Borrowing

Locked Yield Borrowing lets you borrow at a fixed interest rate for a predefined term.

Fixed-Rate Loans

Your cost is known upfront and does not change, regardless of market conditions.


What You Get

  • Fixed borrowing rate locked at entry

  • Known total interest cost over the term

  • No exposure to rate spikes or utilization jumps

  • Stable health factor under normal market conditions

This is a rate lock, not a variable-rate loan.


How Fixed-Rate Borrowing Works

When you open a fixed-rate loan, XCCY locks your future borrowing cost using the most efficient available structure:

  • Direct matching with fixed-rate lenders when liquidity exists

  • Synthetic fixed-rate exposure when matching is unavailable

The protocol absorbs floating-rate risk internally.

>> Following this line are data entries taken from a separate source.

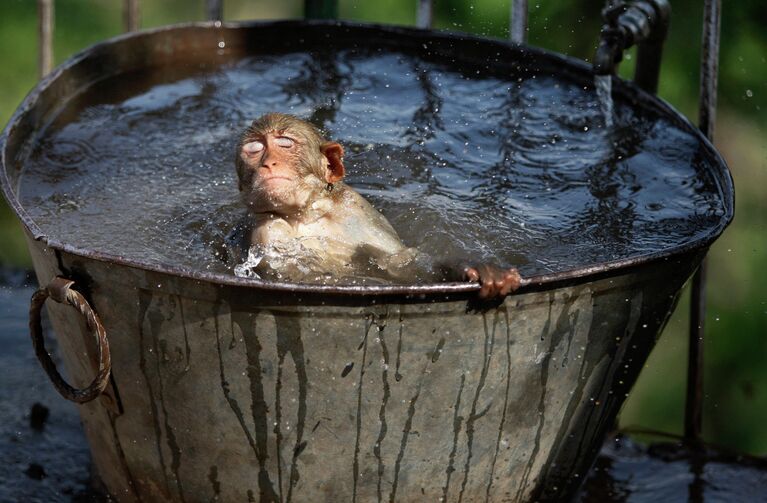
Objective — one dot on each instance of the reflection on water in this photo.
(520, 170)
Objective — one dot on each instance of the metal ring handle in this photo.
(59, 289)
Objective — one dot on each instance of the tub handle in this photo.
(60, 290)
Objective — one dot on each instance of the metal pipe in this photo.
(709, 69)
(131, 16)
(425, 14)
(321, 9)
(214, 10)
(45, 27)
(518, 22)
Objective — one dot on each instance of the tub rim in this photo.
(627, 90)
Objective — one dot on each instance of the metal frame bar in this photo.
(518, 21)
(709, 70)
(425, 14)
(214, 10)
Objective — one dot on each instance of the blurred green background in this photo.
(736, 335)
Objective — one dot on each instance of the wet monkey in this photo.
(291, 180)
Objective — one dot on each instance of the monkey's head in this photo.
(283, 164)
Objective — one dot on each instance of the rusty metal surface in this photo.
(196, 42)
(60, 290)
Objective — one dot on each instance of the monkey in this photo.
(305, 220)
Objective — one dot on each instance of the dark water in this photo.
(518, 170)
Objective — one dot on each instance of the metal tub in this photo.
(243, 390)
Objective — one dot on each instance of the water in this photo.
(604, 87)
(518, 169)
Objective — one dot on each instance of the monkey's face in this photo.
(276, 177)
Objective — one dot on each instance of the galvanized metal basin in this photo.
(244, 390)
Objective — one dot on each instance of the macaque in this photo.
(291, 180)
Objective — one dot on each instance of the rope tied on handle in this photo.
(60, 290)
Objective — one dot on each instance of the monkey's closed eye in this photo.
(253, 147)
(284, 141)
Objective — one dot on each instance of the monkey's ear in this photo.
(334, 153)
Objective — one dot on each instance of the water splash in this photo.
(604, 87)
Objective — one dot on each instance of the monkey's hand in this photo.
(494, 281)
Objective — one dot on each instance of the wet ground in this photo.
(44, 455)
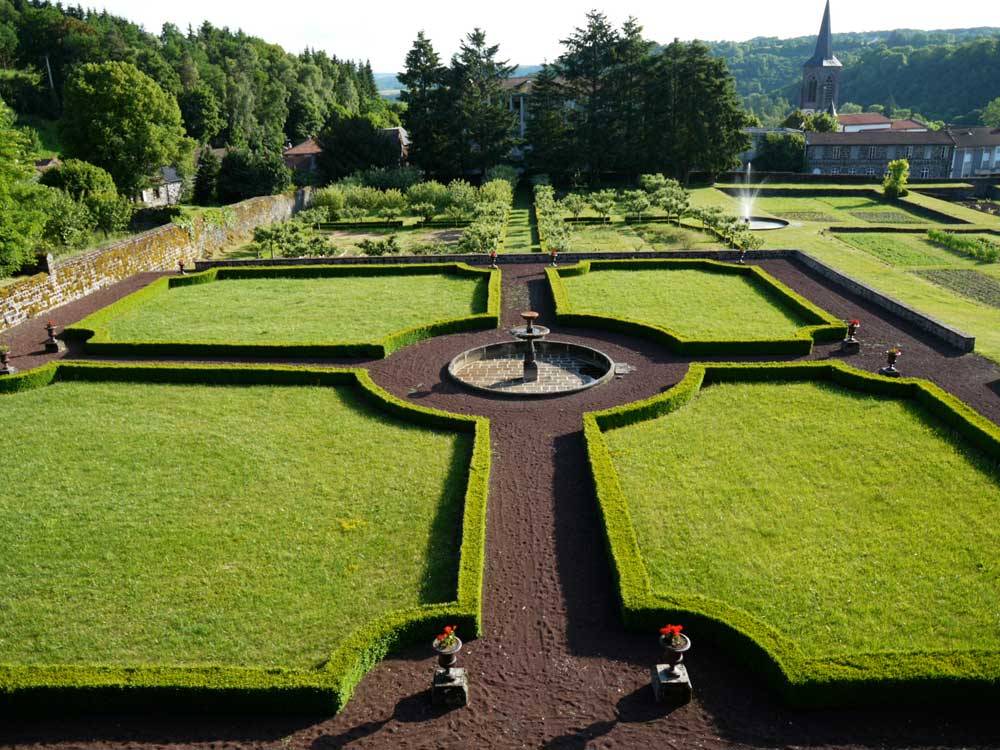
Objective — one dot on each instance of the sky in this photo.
(529, 31)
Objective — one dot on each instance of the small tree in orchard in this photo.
(574, 204)
(674, 200)
(897, 178)
(652, 183)
(604, 203)
(636, 203)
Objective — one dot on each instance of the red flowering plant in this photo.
(447, 639)
(671, 635)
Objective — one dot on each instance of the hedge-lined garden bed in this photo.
(766, 513)
(301, 311)
(209, 547)
(695, 307)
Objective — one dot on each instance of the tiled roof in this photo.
(975, 137)
(308, 147)
(881, 138)
(865, 118)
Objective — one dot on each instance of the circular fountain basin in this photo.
(562, 369)
(761, 224)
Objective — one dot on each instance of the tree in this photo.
(206, 180)
(781, 152)
(80, 179)
(22, 219)
(352, 144)
(483, 117)
(118, 118)
(428, 108)
(548, 129)
(896, 178)
(201, 112)
(991, 115)
(247, 174)
(586, 66)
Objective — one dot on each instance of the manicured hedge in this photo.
(825, 326)
(44, 689)
(92, 329)
(864, 679)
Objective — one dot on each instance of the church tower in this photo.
(821, 74)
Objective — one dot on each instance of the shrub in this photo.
(80, 180)
(636, 203)
(503, 172)
(70, 222)
(574, 204)
(389, 178)
(897, 179)
(604, 202)
(431, 192)
(388, 246)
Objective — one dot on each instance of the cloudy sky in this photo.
(529, 30)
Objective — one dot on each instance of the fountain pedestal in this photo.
(529, 334)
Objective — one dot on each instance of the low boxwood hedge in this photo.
(92, 329)
(825, 327)
(864, 679)
(213, 688)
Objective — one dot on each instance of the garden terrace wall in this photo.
(43, 689)
(159, 249)
(866, 679)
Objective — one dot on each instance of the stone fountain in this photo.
(530, 333)
(531, 366)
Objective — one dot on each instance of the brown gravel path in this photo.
(555, 668)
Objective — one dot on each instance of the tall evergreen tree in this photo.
(486, 122)
(586, 66)
(428, 104)
(548, 126)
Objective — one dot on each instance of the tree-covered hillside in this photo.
(232, 88)
(944, 75)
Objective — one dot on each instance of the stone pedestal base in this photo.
(671, 686)
(450, 688)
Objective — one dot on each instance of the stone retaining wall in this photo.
(159, 249)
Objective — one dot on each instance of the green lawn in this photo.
(694, 304)
(190, 525)
(882, 273)
(345, 309)
(852, 524)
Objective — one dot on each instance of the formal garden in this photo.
(191, 541)
(305, 311)
(812, 549)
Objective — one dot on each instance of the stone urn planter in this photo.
(447, 655)
(674, 648)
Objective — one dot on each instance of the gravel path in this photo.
(555, 668)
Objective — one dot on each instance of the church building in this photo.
(821, 73)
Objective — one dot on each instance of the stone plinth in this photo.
(671, 686)
(450, 688)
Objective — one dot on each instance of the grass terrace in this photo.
(711, 306)
(325, 311)
(844, 561)
(225, 518)
(895, 264)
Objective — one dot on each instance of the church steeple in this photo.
(821, 73)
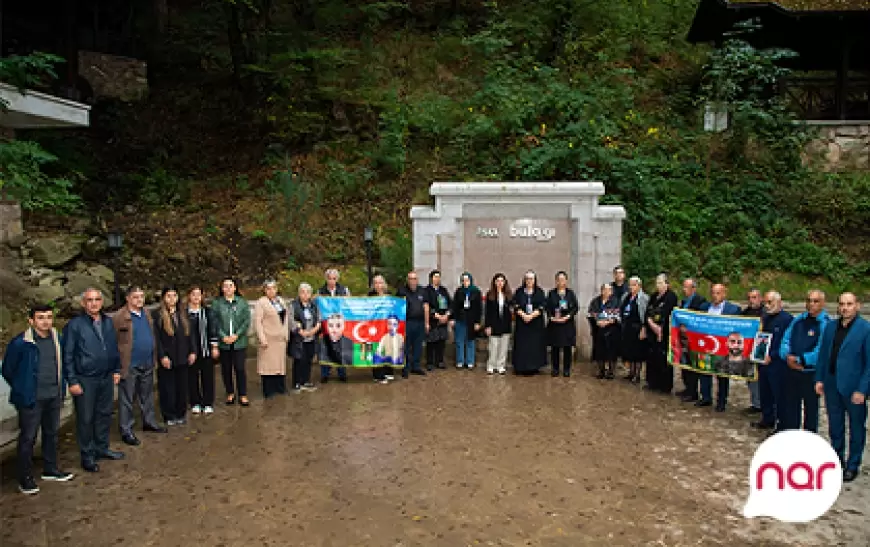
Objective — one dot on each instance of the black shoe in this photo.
(57, 476)
(130, 439)
(90, 466)
(28, 486)
(111, 455)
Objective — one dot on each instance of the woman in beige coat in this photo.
(270, 324)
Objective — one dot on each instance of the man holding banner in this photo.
(718, 306)
(713, 345)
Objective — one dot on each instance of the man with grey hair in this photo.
(771, 374)
(91, 367)
(331, 287)
(754, 308)
(800, 350)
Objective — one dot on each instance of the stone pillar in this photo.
(514, 226)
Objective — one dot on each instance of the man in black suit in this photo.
(337, 348)
(691, 301)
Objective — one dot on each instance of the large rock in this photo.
(77, 283)
(44, 294)
(56, 251)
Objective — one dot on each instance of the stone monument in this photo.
(512, 227)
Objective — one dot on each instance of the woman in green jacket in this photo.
(233, 317)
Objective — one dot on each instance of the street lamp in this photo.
(369, 235)
(116, 243)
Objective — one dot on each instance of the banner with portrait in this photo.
(362, 331)
(721, 345)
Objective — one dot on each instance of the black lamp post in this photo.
(116, 243)
(369, 235)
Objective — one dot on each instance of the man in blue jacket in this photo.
(32, 368)
(800, 349)
(843, 377)
(717, 306)
(771, 375)
(91, 366)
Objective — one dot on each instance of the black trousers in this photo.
(690, 381)
(435, 354)
(566, 355)
(201, 381)
(94, 415)
(302, 365)
(233, 360)
(274, 384)
(172, 387)
(44, 414)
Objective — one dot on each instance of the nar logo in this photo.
(795, 476)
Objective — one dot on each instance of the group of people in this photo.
(809, 356)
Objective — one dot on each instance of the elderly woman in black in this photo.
(603, 314)
(439, 320)
(659, 374)
(632, 313)
(562, 307)
(530, 341)
(175, 353)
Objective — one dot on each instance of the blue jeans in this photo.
(771, 384)
(722, 387)
(464, 347)
(839, 406)
(415, 331)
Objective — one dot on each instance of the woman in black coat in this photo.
(603, 314)
(562, 307)
(439, 321)
(498, 316)
(175, 353)
(530, 340)
(659, 374)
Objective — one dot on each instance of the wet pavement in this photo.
(454, 458)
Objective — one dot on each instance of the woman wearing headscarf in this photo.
(603, 313)
(233, 320)
(381, 375)
(270, 324)
(201, 373)
(562, 307)
(530, 343)
(175, 353)
(304, 326)
(466, 317)
(498, 314)
(659, 374)
(632, 313)
(439, 321)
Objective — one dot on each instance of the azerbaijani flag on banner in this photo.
(713, 344)
(362, 331)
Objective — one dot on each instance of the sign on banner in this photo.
(720, 345)
(362, 331)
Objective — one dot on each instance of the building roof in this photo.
(813, 5)
(818, 30)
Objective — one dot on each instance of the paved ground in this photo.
(455, 458)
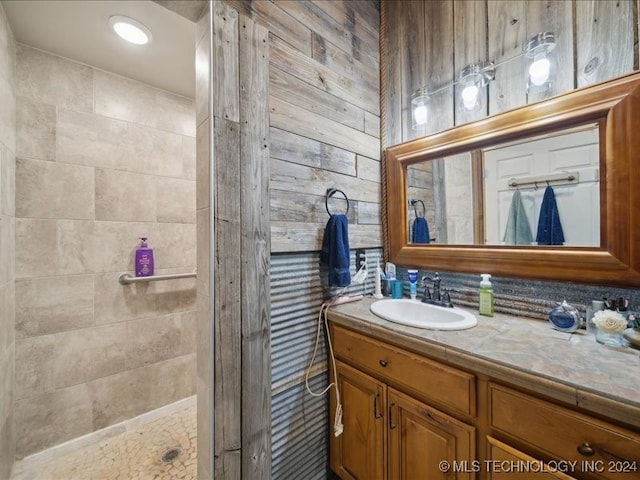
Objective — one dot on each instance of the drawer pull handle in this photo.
(376, 411)
(586, 450)
(391, 424)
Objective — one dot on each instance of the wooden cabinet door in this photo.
(360, 452)
(507, 463)
(424, 443)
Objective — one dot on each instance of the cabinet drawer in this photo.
(507, 463)
(599, 449)
(425, 379)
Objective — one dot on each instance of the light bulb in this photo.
(539, 70)
(420, 114)
(470, 96)
(130, 29)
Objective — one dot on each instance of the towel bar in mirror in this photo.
(608, 113)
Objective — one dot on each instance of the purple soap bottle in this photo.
(144, 259)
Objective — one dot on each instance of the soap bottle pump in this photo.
(486, 296)
(144, 259)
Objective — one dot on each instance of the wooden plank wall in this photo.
(605, 47)
(324, 115)
(234, 379)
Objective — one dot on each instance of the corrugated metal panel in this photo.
(299, 420)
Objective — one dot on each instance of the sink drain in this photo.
(171, 454)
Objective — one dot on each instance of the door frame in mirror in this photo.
(615, 106)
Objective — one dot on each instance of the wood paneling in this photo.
(255, 250)
(604, 40)
(496, 30)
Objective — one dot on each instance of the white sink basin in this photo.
(422, 315)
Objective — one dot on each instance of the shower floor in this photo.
(135, 454)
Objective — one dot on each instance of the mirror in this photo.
(512, 183)
(457, 183)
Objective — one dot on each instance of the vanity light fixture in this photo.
(472, 79)
(419, 110)
(539, 66)
(131, 30)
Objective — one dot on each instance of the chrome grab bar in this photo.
(127, 278)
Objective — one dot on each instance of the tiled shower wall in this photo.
(7, 244)
(100, 161)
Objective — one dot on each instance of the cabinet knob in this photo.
(586, 450)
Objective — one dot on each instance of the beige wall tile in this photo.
(156, 152)
(202, 73)
(175, 200)
(124, 99)
(7, 315)
(7, 248)
(54, 190)
(53, 304)
(203, 167)
(7, 445)
(203, 253)
(189, 331)
(100, 350)
(7, 183)
(36, 129)
(34, 366)
(53, 80)
(35, 247)
(153, 339)
(189, 158)
(86, 139)
(175, 113)
(175, 245)
(124, 395)
(116, 303)
(176, 295)
(52, 418)
(76, 247)
(7, 367)
(123, 196)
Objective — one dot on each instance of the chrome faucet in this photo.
(435, 298)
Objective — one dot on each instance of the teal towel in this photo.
(518, 231)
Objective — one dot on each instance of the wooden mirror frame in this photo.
(615, 107)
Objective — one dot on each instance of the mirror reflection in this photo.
(543, 190)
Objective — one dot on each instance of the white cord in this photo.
(337, 423)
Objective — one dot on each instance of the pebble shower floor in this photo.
(132, 455)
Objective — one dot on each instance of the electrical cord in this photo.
(322, 318)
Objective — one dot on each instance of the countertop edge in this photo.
(609, 408)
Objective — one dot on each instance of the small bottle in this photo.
(144, 259)
(413, 284)
(486, 296)
(378, 281)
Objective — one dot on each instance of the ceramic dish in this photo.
(632, 335)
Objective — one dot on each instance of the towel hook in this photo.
(415, 209)
(330, 192)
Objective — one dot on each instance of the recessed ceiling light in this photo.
(131, 30)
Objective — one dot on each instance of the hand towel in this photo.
(549, 226)
(517, 231)
(335, 250)
(420, 232)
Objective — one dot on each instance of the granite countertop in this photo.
(569, 367)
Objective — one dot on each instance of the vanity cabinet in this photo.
(589, 448)
(404, 413)
(391, 428)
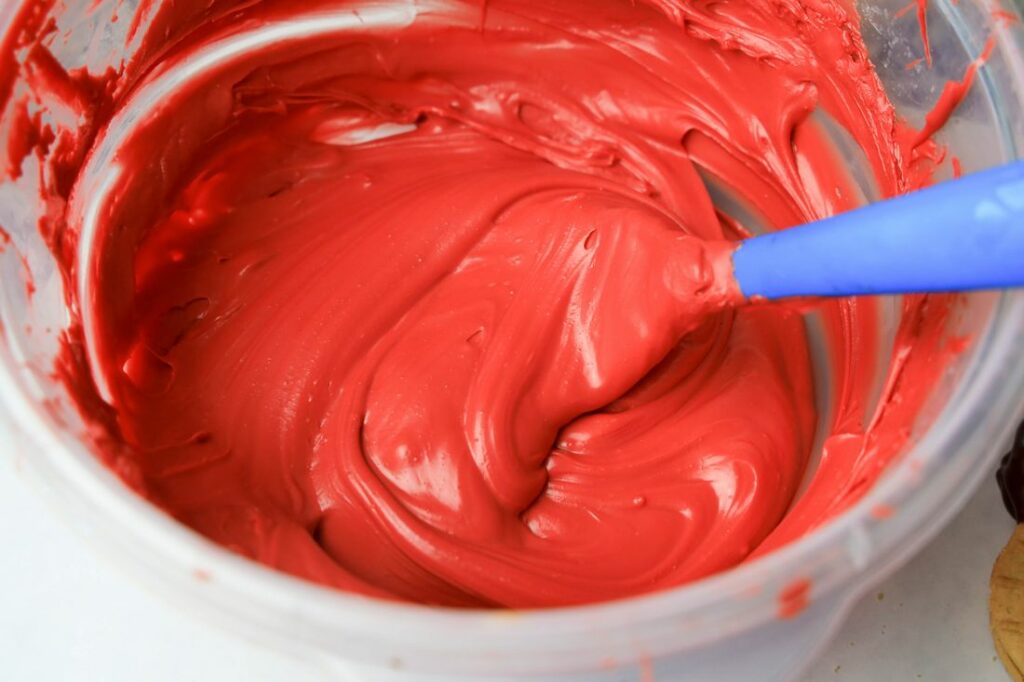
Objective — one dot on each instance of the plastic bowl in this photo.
(728, 627)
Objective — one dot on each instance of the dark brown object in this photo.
(1011, 477)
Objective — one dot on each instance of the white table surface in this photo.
(67, 614)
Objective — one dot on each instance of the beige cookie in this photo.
(1006, 604)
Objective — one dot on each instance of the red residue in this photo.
(952, 94)
(957, 168)
(30, 25)
(30, 283)
(794, 599)
(882, 512)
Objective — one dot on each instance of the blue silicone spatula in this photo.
(958, 236)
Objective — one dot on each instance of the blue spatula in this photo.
(958, 236)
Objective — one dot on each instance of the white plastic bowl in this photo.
(723, 628)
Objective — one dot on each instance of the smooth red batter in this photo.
(440, 313)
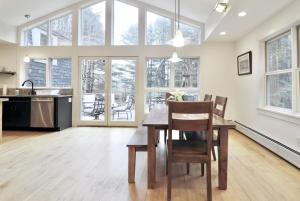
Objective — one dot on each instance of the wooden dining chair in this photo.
(207, 97)
(190, 116)
(219, 110)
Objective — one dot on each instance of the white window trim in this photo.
(171, 87)
(279, 113)
(113, 23)
(48, 74)
(290, 115)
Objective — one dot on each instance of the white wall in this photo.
(8, 59)
(249, 90)
(8, 33)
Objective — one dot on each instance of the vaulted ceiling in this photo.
(12, 13)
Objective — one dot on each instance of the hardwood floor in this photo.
(90, 164)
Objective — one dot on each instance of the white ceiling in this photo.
(257, 12)
(12, 13)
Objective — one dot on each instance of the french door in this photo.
(108, 91)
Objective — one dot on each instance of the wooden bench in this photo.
(138, 142)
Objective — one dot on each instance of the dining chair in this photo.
(207, 97)
(190, 116)
(191, 135)
(219, 110)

You only see the fixed rate.


Why Fixed Borrowing Is Safer

Variable-rate loans can become unmanageable during market stress. Rates spike exactly when leverage matters most.

Fixed-rate borrowing removes that uncertainty:

  • Interest payments do not increase

  • Risk is easier to model

  • Positions are easier to manage over time

This is especially useful for long-term strategies, structured products, and treasury financing.


Capital Efficiency

Collateral is managed at the portfolio level:

  • Only the portion required to hedge rate exposure is constrained

  • Remaining collateral is handled efficiently by the protocol

  • Health factors are adjusted dynamically, not statically

This allows for higher capital efficiency than isolated fixed-rate borrowing models, without increasing liquidation risk.


Repayment and Maturity

  • Loans run for a fixed term

  • Interest is fixed from entry

  • At maturity, the loan is settled automatically

Early repayment or exit is settled at prevailing market rates and may differ from the original fixed APR.